JP  =  (4870)^{–0.4} (16.28)^{–0.15}  =  0.022

The Reynolds number based on the fin spacing is

Re_{s}  =  Re_{D}  \left\lgroup\frac{s}{D} \right\rgroup   =  4870  \left\lgroup\frac{0.0833}{0.525} \right\rgroup   =  773

Then

J(s)  =  0.84  +  (4  ×  10^{–5})(773)^{1.25}  =  1.003

and

J_{i}(s )  =  [0.95  +  (4  ×  10^{–5})  (773)^{1.25}]  \left[\frac{0.0833}{0.0833  –  0.006} \right] ^{2}  =  1.293

Then

JP J(s) = 0.0220(1.003) = 0.022

and

JP  J_{i}(s)  =  0.0220(1.293)  =  0.028

Using Fig. 14-14, j = 0.0071 and j_{i } = 0.0088.

From Eq. 14-29,

j  =  \frac{\bar{h}}{ G  c_{p}}  Pr^{2/3}                    (14-29)
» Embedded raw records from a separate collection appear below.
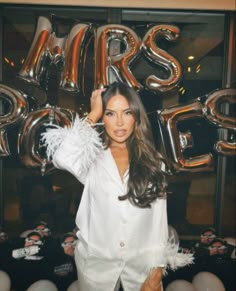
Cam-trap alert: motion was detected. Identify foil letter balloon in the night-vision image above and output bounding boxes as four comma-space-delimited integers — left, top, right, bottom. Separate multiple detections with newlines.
159, 101, 213, 172
204, 88, 236, 156
141, 24, 182, 92
94, 24, 142, 89
60, 23, 91, 95
18, 16, 52, 85
0, 84, 29, 156
18, 105, 74, 174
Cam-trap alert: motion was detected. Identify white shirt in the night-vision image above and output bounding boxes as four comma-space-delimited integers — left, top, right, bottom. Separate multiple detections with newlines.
44, 119, 192, 291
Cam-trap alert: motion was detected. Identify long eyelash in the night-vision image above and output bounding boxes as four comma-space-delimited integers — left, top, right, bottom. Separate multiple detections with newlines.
105, 111, 113, 116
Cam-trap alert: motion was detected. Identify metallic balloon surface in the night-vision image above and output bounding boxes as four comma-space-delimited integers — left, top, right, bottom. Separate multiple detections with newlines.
94, 24, 142, 89
0, 84, 29, 156
60, 23, 91, 95
141, 24, 182, 92
204, 88, 236, 130
159, 101, 213, 172
18, 16, 52, 85
18, 105, 74, 174
204, 88, 236, 156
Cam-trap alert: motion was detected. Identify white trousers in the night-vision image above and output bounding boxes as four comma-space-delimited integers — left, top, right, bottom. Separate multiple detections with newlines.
75, 242, 148, 291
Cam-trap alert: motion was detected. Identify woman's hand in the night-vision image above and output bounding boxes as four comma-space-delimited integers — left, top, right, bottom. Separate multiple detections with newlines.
140, 267, 162, 291
87, 89, 105, 123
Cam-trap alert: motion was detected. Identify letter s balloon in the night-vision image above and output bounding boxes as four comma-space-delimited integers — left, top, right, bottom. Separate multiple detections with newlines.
0, 84, 29, 156
141, 24, 182, 92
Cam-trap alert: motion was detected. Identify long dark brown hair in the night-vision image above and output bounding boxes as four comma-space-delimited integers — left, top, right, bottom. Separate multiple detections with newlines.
103, 82, 167, 208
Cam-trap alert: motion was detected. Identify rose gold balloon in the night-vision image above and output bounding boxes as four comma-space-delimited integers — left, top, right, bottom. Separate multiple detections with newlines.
18, 16, 52, 85
141, 24, 182, 92
215, 140, 236, 156
60, 23, 91, 95
0, 84, 29, 156
159, 101, 213, 172
94, 24, 142, 89
204, 88, 236, 130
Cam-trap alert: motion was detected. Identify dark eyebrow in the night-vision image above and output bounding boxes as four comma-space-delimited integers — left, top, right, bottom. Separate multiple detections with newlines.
105, 107, 131, 112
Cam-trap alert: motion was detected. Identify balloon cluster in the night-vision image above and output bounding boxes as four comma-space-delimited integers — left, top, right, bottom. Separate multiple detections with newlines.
0, 16, 236, 174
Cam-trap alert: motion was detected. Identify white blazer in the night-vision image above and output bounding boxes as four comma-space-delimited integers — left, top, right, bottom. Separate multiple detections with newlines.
43, 119, 194, 291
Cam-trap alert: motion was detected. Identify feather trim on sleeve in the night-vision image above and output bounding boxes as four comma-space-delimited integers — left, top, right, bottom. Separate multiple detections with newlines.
41, 115, 103, 174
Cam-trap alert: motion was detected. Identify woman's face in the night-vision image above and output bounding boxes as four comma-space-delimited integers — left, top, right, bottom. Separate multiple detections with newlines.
24, 234, 42, 248
103, 94, 135, 145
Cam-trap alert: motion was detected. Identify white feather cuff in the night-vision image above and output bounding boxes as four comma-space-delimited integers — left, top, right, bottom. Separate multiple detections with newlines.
41, 115, 103, 176
163, 241, 194, 271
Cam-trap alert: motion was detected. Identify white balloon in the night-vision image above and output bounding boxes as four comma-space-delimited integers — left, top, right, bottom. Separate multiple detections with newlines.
165, 280, 196, 291
20, 229, 33, 238
168, 224, 179, 245
0, 271, 11, 291
192, 272, 225, 291
26, 280, 58, 291
66, 280, 78, 291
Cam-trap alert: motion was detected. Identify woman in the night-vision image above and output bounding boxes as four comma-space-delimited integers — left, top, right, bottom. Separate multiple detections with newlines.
43, 83, 192, 291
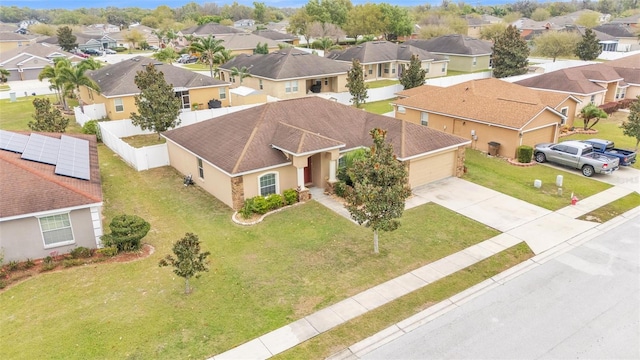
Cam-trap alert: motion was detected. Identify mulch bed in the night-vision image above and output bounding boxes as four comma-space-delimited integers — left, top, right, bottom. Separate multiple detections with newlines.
0, 244, 155, 291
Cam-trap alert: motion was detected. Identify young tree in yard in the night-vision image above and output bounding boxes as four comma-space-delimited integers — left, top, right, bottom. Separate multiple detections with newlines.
580, 104, 607, 130
533, 31, 580, 62
57, 26, 78, 51
27, 98, 69, 133
493, 25, 529, 78
575, 28, 602, 60
158, 233, 211, 294
400, 55, 427, 90
345, 129, 411, 254
620, 95, 640, 151
131, 63, 180, 139
346, 59, 369, 108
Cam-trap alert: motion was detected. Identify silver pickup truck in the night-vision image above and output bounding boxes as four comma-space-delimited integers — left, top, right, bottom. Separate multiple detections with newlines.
533, 141, 620, 177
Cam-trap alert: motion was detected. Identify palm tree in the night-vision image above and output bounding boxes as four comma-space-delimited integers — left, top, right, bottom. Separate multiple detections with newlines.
0, 68, 11, 83
38, 57, 71, 109
189, 35, 224, 77
60, 66, 100, 112
231, 66, 251, 85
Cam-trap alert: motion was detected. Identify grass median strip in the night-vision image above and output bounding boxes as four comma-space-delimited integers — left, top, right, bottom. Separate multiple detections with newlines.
578, 192, 640, 223
273, 243, 533, 359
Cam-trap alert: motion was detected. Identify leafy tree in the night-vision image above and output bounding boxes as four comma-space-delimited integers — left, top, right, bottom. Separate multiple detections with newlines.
580, 104, 607, 130
533, 31, 580, 62
27, 98, 69, 133
342, 3, 384, 39
158, 233, 211, 294
231, 66, 251, 85
378, 3, 413, 41
400, 55, 427, 90
189, 35, 224, 77
575, 28, 602, 60
287, 8, 313, 47
346, 59, 369, 108
493, 25, 529, 78
100, 214, 151, 251
131, 64, 180, 139
620, 95, 640, 151
531, 8, 551, 21
57, 26, 78, 51
346, 129, 411, 254
151, 47, 179, 64
253, 42, 269, 55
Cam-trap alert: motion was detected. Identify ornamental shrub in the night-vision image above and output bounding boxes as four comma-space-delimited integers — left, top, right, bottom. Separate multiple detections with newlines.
102, 214, 151, 252
284, 189, 298, 205
516, 145, 533, 164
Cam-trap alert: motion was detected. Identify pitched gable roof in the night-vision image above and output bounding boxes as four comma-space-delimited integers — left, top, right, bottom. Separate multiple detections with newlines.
405, 34, 493, 56
0, 134, 102, 218
395, 78, 569, 129
86, 56, 229, 96
515, 64, 622, 95
329, 41, 444, 64
162, 96, 468, 175
220, 48, 351, 80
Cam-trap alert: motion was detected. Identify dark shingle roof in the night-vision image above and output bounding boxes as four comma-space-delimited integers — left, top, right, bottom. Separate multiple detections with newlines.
405, 34, 493, 55
329, 41, 444, 64
220, 48, 351, 80
86, 56, 228, 96
0, 134, 102, 218
163, 96, 468, 175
h  =  \frac{j G_{c}  c_{p}}{Pr^{2/3}}  =  \frac{0.0071  (4900)  0.24}{(0.7)^{2/3}}  =  10.5  Btu/(hr – ft² – F)

and from Eq. 13-19

j_{m}  =  \frac{h_d}{\rho_a \overline{V}}Sc^{2/3}                (13-19)
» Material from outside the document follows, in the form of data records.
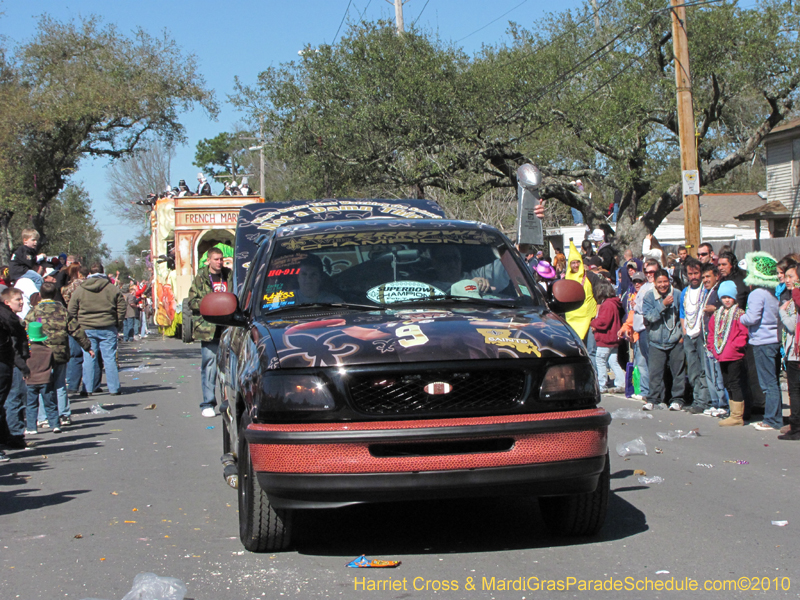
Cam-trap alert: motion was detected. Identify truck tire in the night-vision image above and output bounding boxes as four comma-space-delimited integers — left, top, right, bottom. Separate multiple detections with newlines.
539, 454, 611, 537
237, 424, 292, 552
181, 298, 192, 344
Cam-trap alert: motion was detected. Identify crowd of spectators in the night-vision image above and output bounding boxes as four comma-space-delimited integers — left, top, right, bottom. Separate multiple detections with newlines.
527, 230, 800, 440
0, 229, 152, 462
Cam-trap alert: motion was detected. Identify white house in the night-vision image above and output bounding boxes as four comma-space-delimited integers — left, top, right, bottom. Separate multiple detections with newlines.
764, 119, 800, 236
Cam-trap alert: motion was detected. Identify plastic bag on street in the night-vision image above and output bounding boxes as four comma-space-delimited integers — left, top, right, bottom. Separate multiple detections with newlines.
611, 408, 653, 419
122, 573, 187, 600
83, 573, 187, 600
617, 437, 647, 457
656, 429, 700, 442
639, 475, 664, 485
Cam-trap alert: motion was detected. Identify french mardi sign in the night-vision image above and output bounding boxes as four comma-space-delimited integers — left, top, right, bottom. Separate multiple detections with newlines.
253, 200, 442, 231
175, 211, 239, 227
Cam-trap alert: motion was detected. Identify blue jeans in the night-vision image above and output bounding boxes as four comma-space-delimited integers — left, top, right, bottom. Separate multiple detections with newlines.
37, 363, 72, 423
596, 346, 625, 387
703, 350, 728, 408
5, 367, 28, 437
200, 340, 219, 408
633, 329, 650, 398
25, 380, 58, 431
122, 317, 136, 342
683, 333, 710, 410
83, 325, 119, 394
753, 343, 783, 429
67, 336, 83, 393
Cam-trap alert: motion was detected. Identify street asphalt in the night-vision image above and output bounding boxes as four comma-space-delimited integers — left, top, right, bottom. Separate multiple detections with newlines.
0, 336, 800, 600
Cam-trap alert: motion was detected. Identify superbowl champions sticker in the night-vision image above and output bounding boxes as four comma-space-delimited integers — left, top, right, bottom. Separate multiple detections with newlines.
478, 329, 542, 357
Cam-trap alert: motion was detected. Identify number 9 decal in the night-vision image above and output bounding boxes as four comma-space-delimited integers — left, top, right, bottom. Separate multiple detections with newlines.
395, 325, 428, 348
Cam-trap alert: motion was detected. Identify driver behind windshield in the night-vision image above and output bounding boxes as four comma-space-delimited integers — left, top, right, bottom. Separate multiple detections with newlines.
294, 254, 342, 304
430, 246, 509, 294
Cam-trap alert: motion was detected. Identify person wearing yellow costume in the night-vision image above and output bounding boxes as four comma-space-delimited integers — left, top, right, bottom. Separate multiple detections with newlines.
564, 240, 597, 361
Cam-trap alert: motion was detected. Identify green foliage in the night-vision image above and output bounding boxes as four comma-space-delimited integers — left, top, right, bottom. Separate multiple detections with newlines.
38, 185, 111, 264
231, 0, 800, 243
0, 16, 217, 262
193, 132, 243, 181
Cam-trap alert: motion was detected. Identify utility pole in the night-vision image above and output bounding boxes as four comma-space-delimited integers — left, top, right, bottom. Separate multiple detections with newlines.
670, 0, 700, 257
394, 0, 405, 35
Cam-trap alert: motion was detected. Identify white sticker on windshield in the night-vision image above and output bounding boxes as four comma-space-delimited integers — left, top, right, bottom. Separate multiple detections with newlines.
367, 281, 445, 304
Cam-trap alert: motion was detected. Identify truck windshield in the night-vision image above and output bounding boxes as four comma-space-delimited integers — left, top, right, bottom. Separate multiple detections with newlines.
262, 228, 542, 310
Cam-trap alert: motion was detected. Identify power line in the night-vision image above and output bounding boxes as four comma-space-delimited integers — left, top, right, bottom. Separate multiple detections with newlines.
411, 0, 431, 27
331, 0, 354, 46
456, 0, 528, 44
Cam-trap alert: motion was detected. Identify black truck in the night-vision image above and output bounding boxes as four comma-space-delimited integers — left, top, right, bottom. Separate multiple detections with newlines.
200, 200, 610, 552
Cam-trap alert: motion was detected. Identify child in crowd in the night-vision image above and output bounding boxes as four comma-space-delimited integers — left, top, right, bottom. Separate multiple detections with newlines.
591, 278, 625, 394
0, 288, 29, 462
707, 281, 747, 427
25, 321, 61, 435
8, 229, 45, 281
778, 264, 800, 441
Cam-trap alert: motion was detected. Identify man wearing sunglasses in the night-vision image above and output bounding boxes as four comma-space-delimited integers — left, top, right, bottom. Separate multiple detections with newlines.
633, 258, 661, 400
697, 242, 714, 265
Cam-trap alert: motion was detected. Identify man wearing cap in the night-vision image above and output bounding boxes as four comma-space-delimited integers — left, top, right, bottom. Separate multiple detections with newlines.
67, 263, 127, 396
197, 173, 211, 196
736, 252, 783, 431
680, 255, 709, 415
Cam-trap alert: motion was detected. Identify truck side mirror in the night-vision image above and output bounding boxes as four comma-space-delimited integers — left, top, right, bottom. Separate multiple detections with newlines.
200, 292, 247, 327
547, 279, 586, 313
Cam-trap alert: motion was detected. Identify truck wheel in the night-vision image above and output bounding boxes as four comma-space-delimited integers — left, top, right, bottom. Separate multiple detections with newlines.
237, 431, 292, 552
539, 454, 611, 536
181, 298, 192, 344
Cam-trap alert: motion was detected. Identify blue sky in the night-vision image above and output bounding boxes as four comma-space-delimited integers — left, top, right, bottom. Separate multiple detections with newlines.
0, 0, 581, 258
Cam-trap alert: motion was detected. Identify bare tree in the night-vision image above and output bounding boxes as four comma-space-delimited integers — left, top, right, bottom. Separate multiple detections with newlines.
107, 140, 175, 228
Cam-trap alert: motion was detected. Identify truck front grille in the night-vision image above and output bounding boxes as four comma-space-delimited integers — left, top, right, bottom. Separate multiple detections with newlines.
349, 370, 525, 415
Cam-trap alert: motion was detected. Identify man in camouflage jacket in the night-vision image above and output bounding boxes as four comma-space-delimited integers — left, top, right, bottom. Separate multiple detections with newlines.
187, 248, 233, 417
25, 282, 94, 427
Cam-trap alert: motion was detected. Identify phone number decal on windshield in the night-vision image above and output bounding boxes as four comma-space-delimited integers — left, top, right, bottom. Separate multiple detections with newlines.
281, 229, 497, 250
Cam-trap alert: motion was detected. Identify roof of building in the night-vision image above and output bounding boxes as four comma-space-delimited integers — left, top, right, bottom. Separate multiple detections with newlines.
766, 118, 800, 137
733, 200, 791, 221
663, 192, 766, 227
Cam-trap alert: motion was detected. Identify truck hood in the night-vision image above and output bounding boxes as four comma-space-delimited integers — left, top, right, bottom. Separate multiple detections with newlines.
261, 307, 586, 369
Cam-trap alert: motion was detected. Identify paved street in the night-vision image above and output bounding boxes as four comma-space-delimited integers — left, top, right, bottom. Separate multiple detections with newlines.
0, 338, 800, 600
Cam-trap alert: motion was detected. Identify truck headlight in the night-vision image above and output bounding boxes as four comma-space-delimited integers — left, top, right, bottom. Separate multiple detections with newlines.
539, 363, 600, 401
260, 375, 335, 412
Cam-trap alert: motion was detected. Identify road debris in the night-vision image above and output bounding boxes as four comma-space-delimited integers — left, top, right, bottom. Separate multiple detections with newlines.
617, 437, 647, 458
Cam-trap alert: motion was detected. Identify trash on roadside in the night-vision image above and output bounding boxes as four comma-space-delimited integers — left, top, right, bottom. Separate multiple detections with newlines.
611, 408, 653, 419
639, 475, 664, 485
656, 429, 700, 442
122, 573, 187, 600
617, 437, 647, 457
348, 554, 401, 568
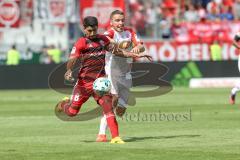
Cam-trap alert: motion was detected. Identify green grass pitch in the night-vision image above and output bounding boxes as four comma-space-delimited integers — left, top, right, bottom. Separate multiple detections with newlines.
0, 88, 240, 160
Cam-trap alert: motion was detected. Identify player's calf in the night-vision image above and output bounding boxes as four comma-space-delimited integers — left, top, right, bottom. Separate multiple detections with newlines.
115, 106, 127, 117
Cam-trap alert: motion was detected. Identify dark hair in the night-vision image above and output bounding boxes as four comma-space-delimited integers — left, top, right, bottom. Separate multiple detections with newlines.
110, 10, 124, 19
83, 16, 98, 28
12, 44, 16, 49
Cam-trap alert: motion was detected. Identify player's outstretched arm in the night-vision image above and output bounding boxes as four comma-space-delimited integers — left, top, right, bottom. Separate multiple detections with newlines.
233, 40, 240, 49
131, 43, 145, 53
106, 43, 151, 58
64, 58, 77, 81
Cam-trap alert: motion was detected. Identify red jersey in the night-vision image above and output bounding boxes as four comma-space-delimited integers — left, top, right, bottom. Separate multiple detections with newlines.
70, 35, 110, 81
h_{d}  =  \frac{j_{i} G_{c}}{Sc^{2/3}}  =  \frac{0.0088  (4900)}{(0.6)^{2/3}}  =  60.6  Ibma/(ft² – F)

The friction factor will be determined from Fig. 14-15. Using Eqs. 14-44 and 14-45,

FP  =  Re_{D}^{-0.25}  \left\lgroup\frac{D}{D^{*}} \right\rgroup^{0.25}  \left[\frac{\chi_{a}  –  D}{4 (s  –  y)} \right]^{-0.4}  \left[\frac{\chi_{a}}{D^{*}}  –  1\right]^{-0.5}                          (14-44)

D^{*}  = \frac{ \left(D  \frac{A}{A_{t}}\right)}{1  +  \frac{\chi_{a}  –  D}{s}}                                   (14-45)
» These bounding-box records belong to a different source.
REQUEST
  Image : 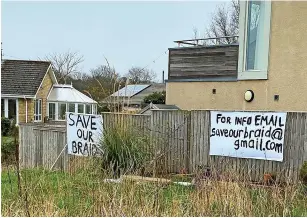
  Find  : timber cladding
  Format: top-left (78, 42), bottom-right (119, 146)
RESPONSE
top-left (168, 44), bottom-right (239, 80)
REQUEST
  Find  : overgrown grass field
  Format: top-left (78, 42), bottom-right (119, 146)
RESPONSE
top-left (1, 169), bottom-right (307, 216)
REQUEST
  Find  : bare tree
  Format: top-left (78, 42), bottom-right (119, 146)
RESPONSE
top-left (125, 67), bottom-right (156, 84)
top-left (45, 51), bottom-right (84, 83)
top-left (205, 0), bottom-right (240, 44)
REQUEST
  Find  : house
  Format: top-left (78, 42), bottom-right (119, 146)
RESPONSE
top-left (166, 1), bottom-right (307, 111)
top-left (138, 103), bottom-right (180, 114)
top-left (1, 60), bottom-right (97, 124)
top-left (103, 83), bottom-right (165, 110)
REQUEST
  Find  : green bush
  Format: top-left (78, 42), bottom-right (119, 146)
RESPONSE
top-left (1, 117), bottom-right (11, 136)
top-left (300, 161), bottom-right (307, 185)
top-left (100, 128), bottom-right (149, 176)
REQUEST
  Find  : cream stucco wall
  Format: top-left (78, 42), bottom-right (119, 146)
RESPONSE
top-left (166, 1), bottom-right (307, 111)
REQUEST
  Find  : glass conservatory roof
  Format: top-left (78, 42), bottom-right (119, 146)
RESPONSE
top-left (47, 85), bottom-right (97, 104)
top-left (111, 84), bottom-right (150, 97)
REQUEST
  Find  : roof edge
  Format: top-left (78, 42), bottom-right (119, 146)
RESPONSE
top-left (1, 94), bottom-right (35, 98)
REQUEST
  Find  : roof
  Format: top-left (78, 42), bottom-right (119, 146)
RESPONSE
top-left (47, 85), bottom-right (97, 104)
top-left (1, 60), bottom-right (51, 96)
top-left (111, 84), bottom-right (150, 97)
top-left (139, 103), bottom-right (180, 114)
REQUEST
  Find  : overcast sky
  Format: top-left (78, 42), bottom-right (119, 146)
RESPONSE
top-left (1, 1), bottom-right (227, 79)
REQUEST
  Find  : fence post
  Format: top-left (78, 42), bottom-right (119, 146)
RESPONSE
top-left (185, 111), bottom-right (191, 173)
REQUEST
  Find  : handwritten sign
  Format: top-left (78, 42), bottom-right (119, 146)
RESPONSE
top-left (66, 113), bottom-right (102, 156)
top-left (209, 111), bottom-right (287, 161)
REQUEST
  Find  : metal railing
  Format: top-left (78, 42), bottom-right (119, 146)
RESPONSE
top-left (174, 36), bottom-right (239, 47)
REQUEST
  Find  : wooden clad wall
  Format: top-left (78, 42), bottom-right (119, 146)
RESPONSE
top-left (168, 44), bottom-right (239, 81)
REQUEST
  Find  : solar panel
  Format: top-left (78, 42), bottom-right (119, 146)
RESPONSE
top-left (111, 84), bottom-right (150, 97)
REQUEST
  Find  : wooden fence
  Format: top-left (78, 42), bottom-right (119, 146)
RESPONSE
top-left (20, 110), bottom-right (307, 181)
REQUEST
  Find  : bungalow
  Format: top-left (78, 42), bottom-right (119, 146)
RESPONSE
top-left (1, 60), bottom-right (97, 124)
top-left (166, 1), bottom-right (307, 111)
top-left (138, 103), bottom-right (180, 115)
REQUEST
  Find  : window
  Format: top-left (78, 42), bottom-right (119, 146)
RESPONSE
top-left (1, 99), bottom-right (4, 117)
top-left (68, 103), bottom-right (75, 113)
top-left (34, 99), bottom-right (42, 121)
top-left (58, 103), bottom-right (66, 120)
top-left (8, 99), bottom-right (16, 119)
top-left (85, 104), bottom-right (92, 114)
top-left (238, 1), bottom-right (271, 80)
top-left (78, 104), bottom-right (84, 114)
top-left (93, 104), bottom-right (97, 114)
top-left (48, 103), bottom-right (55, 120)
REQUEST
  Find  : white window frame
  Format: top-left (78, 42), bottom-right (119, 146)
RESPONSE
top-left (46, 102), bottom-right (58, 120)
top-left (238, 1), bottom-right (271, 80)
top-left (34, 99), bottom-right (43, 122)
top-left (56, 101), bottom-right (68, 121)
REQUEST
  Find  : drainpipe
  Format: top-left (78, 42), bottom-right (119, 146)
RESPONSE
top-left (23, 96), bottom-right (28, 123)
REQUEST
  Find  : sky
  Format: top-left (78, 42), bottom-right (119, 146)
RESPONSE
top-left (1, 1), bottom-right (227, 81)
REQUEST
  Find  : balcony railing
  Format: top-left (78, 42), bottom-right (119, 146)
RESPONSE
top-left (174, 36), bottom-right (239, 47)
top-left (168, 36), bottom-right (239, 81)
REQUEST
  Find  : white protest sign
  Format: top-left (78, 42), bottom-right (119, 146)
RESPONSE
top-left (66, 113), bottom-right (103, 156)
top-left (209, 111), bottom-right (287, 161)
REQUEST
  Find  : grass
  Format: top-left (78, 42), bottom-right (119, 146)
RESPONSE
top-left (1, 167), bottom-right (307, 216)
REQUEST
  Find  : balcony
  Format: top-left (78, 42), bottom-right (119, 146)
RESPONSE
top-left (168, 36), bottom-right (239, 82)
D^{*}  =  \frac{0.525  (16.28)}{1  +  (1.25  –  0.525)/0.0833}  =  0.881

and

FP  =  (4870)^{-0.25}  \left\lgroup\frac{0.525}{0.881} \right\rgroup ^{0.25}  \times  \left[\frac{1.25  –  0.525}{4(0.0833  –  0.006)}\right] ^{-0.4} \left[\frac{1.25}{0.881}  –  1\right]  =  0.116

Using Eq. 14-53,

F (s)  =  [1  +  (Re_{s})^{-0.4}]  \left\lgroup\frac{s}{s  –  y} \right\rgroup ^{1.5}                  (14-53)

F (s)  =  (1  +  773^{-0.4})  \left\lgroup\frac{0.0833}{0.0833  –  0.006} \right\rgroup ^{1.5}=1.20

Then

FP F(s) = 0.116(1.20) = 0.14

and from Fig. 14-15, f = 0.031.

Note that the presence of moisture on the surface increases h, h_{d}, and f.